Forgeron3
/ MethodMay 11, 20267 min read

RAG: feeding an assistant with your documents

An assistant that doesn’t cite its sources eventually invents them. The three RAG principles that separate a reliable tool from a hallucination machine.

F3
The Forgeron3 teamMarseille & Paris

RAG in one sentence

RAG, for Retrieval-Augmented Generation, is the simple idea that a language model answers your questions better if it has access to your documents at the moment it answers — rather than relying solely on what it learned during training.

In practice: your question is turned into a search signal, the system pulls the relevant passages from your document base, and the model writes an answer grounded in those passages — ideally citing their origin. Nothing more mystical than that.

The point: your assistant knows your contracts, your procedures, your board decisions, your internal doctrine. Not a generalized version of the internet.

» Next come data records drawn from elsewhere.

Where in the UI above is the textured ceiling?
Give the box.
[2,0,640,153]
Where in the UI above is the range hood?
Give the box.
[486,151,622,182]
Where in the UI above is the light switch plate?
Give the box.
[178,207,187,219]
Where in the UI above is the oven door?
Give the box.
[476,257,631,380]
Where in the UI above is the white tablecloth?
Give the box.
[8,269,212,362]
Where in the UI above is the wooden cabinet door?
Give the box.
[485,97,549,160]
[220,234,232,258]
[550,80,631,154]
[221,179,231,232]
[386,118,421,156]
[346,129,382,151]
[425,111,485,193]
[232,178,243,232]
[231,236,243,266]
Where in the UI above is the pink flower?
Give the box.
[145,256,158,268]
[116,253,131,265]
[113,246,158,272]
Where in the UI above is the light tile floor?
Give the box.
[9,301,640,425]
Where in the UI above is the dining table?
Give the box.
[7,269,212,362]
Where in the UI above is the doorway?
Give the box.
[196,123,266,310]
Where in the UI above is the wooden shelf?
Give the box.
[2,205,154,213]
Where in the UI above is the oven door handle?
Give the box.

Why chunking changes everything

Before a document becomes “findable” by the assistant, it is split into passages — typically a few hundred words each. Search happens on these passages. Bad chunking makes everything downstream fragile: you retrieve half a clause, a heading without its content, a conclusion without the reasoning.

The parameters that matter:

  • Passage size. Too short (200 words), context is lost. Too long (2,000 words), search loses precision. The sweet spot: 400 to 800 words, tuned to the document type.
  • Overlap. Each passage spills a bit into the next (10 to 15 percent), so an idea that straddles two chunks is never cut in half.
  • Preserved structure. Chunking that respects headings, sections, and bullets works far better than chunking purely by word count. A PDF whose structure was broken by OCR will produce broken answers.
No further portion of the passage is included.